Je ne sais pas qui de nous deux je cherche à rassurer.

La vraie question est de savoir si ça a réussi à rassurer l’une d’entre nous.

Je n’ai pas le temps de chercher une réponse à mon interrogation, on vient d’arriver.

Brouh, le froid de Paris ne va vraiment pas me manquer, je pense en ouvrant ma portière !

-Je te laisse au « dépose minute » et je te retrouve aux enregistrements.

La main sur la poignée, je me tourne vers elle pour la voir essuyer une larme.

-Maman….

-Ah sors de ma voiture ! Fais-vite !

J’ai le cœur qui se serre un peu plus.

Non mais j’ai trop duré en France c’est pas possible ! Je suis en train d’agir comme si je n’allais jamais la revoir alors qu’on a ensemble convenu qu’elle viendrait cet été.
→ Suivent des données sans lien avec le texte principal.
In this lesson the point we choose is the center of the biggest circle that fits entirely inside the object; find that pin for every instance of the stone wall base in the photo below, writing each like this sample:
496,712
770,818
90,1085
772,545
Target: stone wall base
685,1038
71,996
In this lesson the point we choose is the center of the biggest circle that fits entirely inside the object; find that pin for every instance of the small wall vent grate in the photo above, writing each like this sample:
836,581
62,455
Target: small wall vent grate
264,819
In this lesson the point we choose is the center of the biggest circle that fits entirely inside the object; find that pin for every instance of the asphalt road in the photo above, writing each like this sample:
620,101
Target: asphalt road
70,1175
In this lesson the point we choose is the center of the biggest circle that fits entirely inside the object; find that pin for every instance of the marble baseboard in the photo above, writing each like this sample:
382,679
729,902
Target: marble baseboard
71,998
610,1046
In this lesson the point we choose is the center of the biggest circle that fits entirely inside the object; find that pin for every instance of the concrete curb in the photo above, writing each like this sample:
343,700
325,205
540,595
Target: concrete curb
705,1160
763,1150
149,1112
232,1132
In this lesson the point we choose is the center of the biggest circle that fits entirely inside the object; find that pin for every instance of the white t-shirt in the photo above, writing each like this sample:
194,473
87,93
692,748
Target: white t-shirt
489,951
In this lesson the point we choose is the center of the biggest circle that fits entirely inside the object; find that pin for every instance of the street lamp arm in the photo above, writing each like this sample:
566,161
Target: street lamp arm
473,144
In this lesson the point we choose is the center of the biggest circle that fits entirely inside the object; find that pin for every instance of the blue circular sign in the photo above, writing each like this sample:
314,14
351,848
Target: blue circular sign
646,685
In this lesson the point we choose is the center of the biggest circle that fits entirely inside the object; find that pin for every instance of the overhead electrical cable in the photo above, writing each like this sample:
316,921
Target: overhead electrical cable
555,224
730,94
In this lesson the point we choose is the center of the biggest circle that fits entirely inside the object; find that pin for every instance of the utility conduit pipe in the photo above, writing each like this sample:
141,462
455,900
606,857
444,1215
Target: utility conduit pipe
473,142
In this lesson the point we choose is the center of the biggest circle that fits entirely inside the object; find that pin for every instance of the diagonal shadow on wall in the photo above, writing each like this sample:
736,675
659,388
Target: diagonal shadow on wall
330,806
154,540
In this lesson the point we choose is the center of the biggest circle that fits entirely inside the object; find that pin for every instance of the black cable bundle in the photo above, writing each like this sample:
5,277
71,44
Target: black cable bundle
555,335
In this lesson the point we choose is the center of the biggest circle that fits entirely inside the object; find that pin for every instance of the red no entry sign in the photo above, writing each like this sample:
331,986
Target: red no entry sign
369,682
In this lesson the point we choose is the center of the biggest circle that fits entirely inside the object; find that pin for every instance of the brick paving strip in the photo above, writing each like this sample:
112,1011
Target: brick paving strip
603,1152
Je m’intime l’ordre de me calmer et de retrouver mon flegme légendaire.

Après avoir inspiré puis expiré, je chasse toutes émotions malvenues  et me dirige vers le coffre.

Pause, mais elles sont à qui toutes ses valises ?

-Mais maman, elles sont à qui toutes ses valises ?

-A mon grand-père. Comme c’est lui qui voyage. Grogne-t-elle avant de déformer sa bouche pour émettre ce son qui me fait grincer des dents. Tchrrrr.

Elle est obligée de me répondre comme ça ?

-Je suis sensée avoir quatre valises et non cinq.

-C’est pour la petite valise que j’ai préparée pour maman que tu parles au pluriel ?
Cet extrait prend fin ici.